Blocks don't have to be nested
  a: [] b: [a]
Not nested, dynamic scope.
Ladislav
12-Nov-2010
[329x2]
I do understand that "blocks don't have to be nested", but that does 
not relate to the fact, that break in parse behaves lexically
(and make no mistake, I mean the parse keyword, not the foreign (break) 
construct)
BrianH
12-Nov-2010
[331]
The BREAK keyword does not break out of the nearest loop lexically, 
it breaks out of the nearest in the (PARSE equivalent of the) call 
chain. It is dynamic in scope, which can easily be demonstrated with 
ANY, SOME or WHILE with a named rule with a BREAK in it, instead 
of an inline block.
Ladislav
12-Nov-2010
[332]
{very novice question - parse [break] is not the same as parse [(break)] 

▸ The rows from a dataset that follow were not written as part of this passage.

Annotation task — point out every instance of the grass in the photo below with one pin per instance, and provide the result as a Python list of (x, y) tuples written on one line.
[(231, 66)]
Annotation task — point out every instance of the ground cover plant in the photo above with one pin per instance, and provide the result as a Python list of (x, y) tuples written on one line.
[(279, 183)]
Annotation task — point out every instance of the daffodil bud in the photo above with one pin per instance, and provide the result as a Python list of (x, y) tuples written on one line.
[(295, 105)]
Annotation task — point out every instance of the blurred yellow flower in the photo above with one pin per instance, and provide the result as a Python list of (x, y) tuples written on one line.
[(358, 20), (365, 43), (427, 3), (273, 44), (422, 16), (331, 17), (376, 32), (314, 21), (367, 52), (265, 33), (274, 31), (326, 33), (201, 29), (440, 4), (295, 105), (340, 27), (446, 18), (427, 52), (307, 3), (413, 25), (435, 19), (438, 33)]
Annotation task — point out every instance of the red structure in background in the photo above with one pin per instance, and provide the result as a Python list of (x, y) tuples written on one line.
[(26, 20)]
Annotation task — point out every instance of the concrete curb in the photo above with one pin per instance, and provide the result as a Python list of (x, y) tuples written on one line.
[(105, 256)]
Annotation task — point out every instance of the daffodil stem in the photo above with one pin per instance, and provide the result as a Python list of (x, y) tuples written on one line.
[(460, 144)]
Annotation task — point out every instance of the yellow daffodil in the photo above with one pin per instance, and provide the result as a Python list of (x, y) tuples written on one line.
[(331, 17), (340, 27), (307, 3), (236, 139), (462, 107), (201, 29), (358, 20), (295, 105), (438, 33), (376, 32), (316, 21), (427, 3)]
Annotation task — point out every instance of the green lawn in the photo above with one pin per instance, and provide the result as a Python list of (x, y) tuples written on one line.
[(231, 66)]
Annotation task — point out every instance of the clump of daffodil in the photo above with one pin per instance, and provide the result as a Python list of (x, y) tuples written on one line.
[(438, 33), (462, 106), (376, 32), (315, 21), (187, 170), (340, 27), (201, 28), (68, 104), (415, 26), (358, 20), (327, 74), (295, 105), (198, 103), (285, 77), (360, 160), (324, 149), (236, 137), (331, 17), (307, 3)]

internally?} - correct, they are two completely unrelated constructs, 
the latter being "foreing" to parse, related to the do dialect, in 
fact
BrianH
12-Nov-2010
[333]
If you call a rule through a name, you are using dynamic scope. If 
the rule is inline then it is lexical scope.
Ladislav
12-Nov-2010
[334x2]
Are you suggesting, that you cannot name things in lexically scoped 
constructs?
I simply don't understand, how it relates to the subject
BrianH
12-Nov-2010
[336]
You can not refer to structures by name in lexically scoped constructs, 
when those names are resolved at runtime. Well, you can, but then 
that becomes a dynamically scoped flow construct.
For instance:
a: [break]
b: [while a]


The word 'a is in the lexical scope of b, but the contents of a are 
in its dynamic scope only if b is used as a parse rule at runtime 
and a is still assigned that value. So even though the break is a 
keyword, the scope to which it breaks is the while, which is in b.
Ladislav
12-Nov-2010
[337]
... I know that Ladislav's DO-ALL is a loop, and so not wanting BREAK 
to apply to it is more of an opinion than something inherent in its 
nature.

 - I was afraid, that the DO-ALL was not a fortunate choice! My original 
 problem with the property illustrated by DO-ALL occurred when I Implemented 
 my PIF (now called CASE for the newcomers), which was not meant to 
 catch any breaks, as is immediately obvious.
BrianH
12-Nov-2010
[338x2]
Yup. Hence the "we need this" comment (paraphrased).
It was just a caveat, not a criticism.